MsgBox %ErrorLevel%                 ; Error from file read



CRC(file) {

   format = %A_FormatInteger%       ; save original integer format

   SetFormat Integer, Hex           ; for converting bytes to hex

   c := CRC32(HexRead(file))

   SetFormat Integer, %format%      ; restore original format

   Return c                         ; result in hex. Add "+0" for original integer format

}



HexRead(file, n=0, offset=0) {

   h := DllCall("CreateFile",Str,file,UInt,0x80000000,UInt,3,UInt,0,UInt,3,UInt,0,UInt,0)

   IfEqual h,-1, SetEnv, ErrorLevel, -1

   IfNotEqual ErrorLevel,0,Return,0 ; couldn't open the file



   m = 0                            ; seek to offset

   IfLess offset,0, SetEnv,m,2

   r := DllCall("SetFilePointerEx",UInt,h,Int64,offset,UIntP,p,Int,m)

   IfEqual r,0, SetEnv, ErrorLevel, -3

   IfNotEqual ErrorLevel,0, {

      t = %ErrorLevel%              ; save ErrorLevel to be returned

      DllCall("CloseHandle", UInt, h)

      ErrorLevel = %t%              ; return seek error

      Return 0

   }



   IfEqual n,0, SetEnv n,0xffffffff ; almost infinite



   Loop %n%

   {

      result := DllCall("ReadFile",UInt,h,UCharP,c,UInt,1,UIntP,Read,UInt,0)

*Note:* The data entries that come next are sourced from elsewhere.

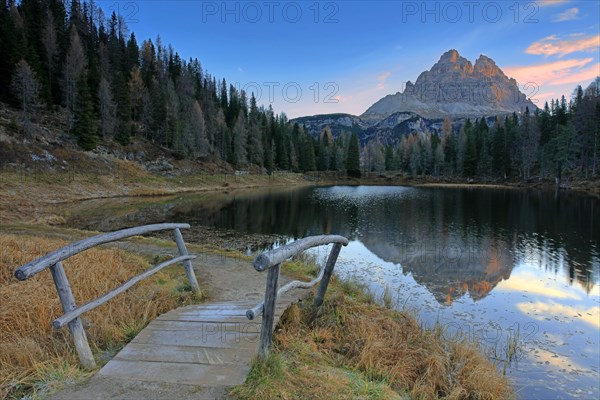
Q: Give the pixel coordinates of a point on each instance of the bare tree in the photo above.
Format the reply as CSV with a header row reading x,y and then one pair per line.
x,y
108,109
75,64
240,138
529,144
25,88
199,131
136,91
49,40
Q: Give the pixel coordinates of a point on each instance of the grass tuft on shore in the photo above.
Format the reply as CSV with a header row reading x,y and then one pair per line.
x,y
354,348
34,359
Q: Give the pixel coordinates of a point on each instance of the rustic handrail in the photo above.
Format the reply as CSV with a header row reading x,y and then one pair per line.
x,y
28,270
272,260
90,305
72,313
277,256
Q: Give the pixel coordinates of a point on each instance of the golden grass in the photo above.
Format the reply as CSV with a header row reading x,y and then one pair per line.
x,y
30,351
353,343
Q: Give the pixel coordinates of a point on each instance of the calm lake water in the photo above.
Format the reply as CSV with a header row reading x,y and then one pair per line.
x,y
496,266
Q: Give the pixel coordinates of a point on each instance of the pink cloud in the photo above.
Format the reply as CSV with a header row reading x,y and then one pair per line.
x,y
553,73
382,78
567,15
552,45
544,3
581,76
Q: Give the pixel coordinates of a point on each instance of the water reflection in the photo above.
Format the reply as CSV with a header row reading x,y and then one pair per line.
x,y
492,264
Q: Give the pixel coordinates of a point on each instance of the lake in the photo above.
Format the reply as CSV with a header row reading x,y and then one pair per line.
x,y
516,270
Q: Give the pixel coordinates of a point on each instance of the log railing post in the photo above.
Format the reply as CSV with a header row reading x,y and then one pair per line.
x,y
86,358
335,251
187,264
266,331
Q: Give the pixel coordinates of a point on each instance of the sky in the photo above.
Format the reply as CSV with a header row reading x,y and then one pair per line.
x,y
321,57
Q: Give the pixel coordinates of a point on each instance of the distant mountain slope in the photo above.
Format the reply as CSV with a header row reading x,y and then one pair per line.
x,y
454,87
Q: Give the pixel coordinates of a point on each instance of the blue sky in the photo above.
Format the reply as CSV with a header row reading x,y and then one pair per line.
x,y
317,57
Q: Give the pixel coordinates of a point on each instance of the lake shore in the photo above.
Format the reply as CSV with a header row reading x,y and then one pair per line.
x,y
591,186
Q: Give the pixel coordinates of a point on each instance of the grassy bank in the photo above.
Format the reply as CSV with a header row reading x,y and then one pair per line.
x,y
355,348
590,186
30,196
34,359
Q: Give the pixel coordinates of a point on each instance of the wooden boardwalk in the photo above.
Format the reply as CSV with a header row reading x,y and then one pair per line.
x,y
193,352
197,351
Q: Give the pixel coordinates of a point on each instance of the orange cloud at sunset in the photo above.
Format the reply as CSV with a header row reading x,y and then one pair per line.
x,y
552,45
554,73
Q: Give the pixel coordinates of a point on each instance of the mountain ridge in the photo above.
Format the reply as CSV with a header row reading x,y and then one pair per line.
x,y
453,87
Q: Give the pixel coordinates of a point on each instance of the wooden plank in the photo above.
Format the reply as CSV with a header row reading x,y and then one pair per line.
x,y
193,325
327,271
260,307
182,373
205,319
184,354
273,257
266,331
86,358
212,335
36,266
189,270
75,313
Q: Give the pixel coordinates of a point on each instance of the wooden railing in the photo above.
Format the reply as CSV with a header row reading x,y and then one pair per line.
x,y
72,312
272,260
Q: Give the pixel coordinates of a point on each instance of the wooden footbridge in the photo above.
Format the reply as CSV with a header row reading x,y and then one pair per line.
x,y
197,351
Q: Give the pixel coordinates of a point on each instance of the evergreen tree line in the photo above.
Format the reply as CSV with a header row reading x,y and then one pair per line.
x,y
113,89
560,138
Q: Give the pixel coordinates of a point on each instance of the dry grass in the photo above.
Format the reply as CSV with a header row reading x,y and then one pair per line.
x,y
31,354
354,343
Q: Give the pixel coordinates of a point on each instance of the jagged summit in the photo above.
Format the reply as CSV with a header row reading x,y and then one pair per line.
x,y
455,87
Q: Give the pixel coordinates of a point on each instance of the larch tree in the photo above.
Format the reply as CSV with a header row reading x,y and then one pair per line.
x,y
25,88
50,42
353,158
240,139
84,126
107,108
74,67
201,147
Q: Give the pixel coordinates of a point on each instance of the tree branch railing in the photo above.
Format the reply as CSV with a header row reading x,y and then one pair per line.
x,y
271,261
72,313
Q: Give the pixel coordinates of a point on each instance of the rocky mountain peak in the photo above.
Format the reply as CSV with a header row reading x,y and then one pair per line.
x,y
487,67
456,88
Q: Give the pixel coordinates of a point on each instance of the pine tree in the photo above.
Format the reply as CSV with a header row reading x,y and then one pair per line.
x,y
84,127
240,140
25,88
470,152
353,158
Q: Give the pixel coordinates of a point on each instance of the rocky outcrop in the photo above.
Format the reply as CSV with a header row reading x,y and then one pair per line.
x,y
454,87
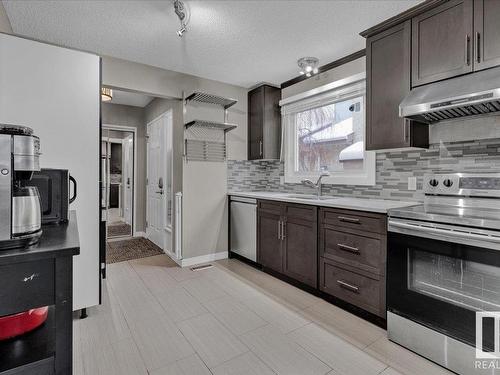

      if (!result or Read < 1 or ErrorLevel)

         break

      c += 0x100                    ; convert to hex with a leading 1

      StringTrimLeft c, c, 3        ; remove 0x1

      data = %data%%c%              ; append 2 hex digits

   }



   IfNotEqual ErrorLevel,0, SetEnv,t,%ErrorLevel%



   h := DllCall("CloseHandle", UInt, h)

   IfEqual h,-1, SetEnv, ErrorLevel, -2

   IfNotEqual t,,SetEnv, ErrorLevel, %t%



   Return data

}



CRC32(x) {

   L := 0x100000000 + (StrLen(x)>>1) ; length in bytes with leading 0x1

   StringTrimLeft L, L, 3     ; remove leading 0x1, length in 8 digits

   x = %x%%L%                 ; standard pad

   R = 0xFFFFFFFF             ; initial register value

   Loop Parse, x

   {

      y = 0x%A_LoopField%     ; one hex digit at a time

      Loop 4

      {

         R := (R << 1) ^ ( (y << (A_Index+28)) & 0x100000000)

         IfGreater R,0xFFFFFFFF

            R := R ^ 0x104C11DB7

      }

   }

   Return ~R                  ; ones complement is the CRC

}


SKAN
  • Administrators
  • 9115 posts
  • Last active:
  • Joined: 26 Dec 2005
Dear Laszlo, :)

Many Thanks! :D

It is called CRC. I simplified the original CRC32:


I tested it with a binary file sized 193847 bytes

The time taken varies between 100 - 156 seconds!
Is this normal for this algorithm?

My system: AMD Sempron 2 Ghz / 256 MB / WIN 2000 SP4

Thanks again for the help.

Regards, :)
kWo4Lk1.png

Laszlo
  • Moderators
  • 4713 posts
  • Last active: Mar 31 2012 03:17 AM
  • Joined: 14 Feb 2005
Try it with
Process Priority,,High

SetBatchLines -1
It could speed it up. However, AHK is always much slower for large scale data processing than compiled code. The script performs several AHK commands on each data byte, so don't expect really high performance.

SKAN
  • Administrators
  • 9115 posts
  • Last active:
  • Joined: 26 Dec 2005
Dear Laszlo, :)

The script performs several AHK commands on each data byte, so don't expect really high performance.


:shock:

I was always wondering if we could have a FileCopy command written with pure AHK

- so that we have a progress bar while copying/moving large data ( especially Video files! ).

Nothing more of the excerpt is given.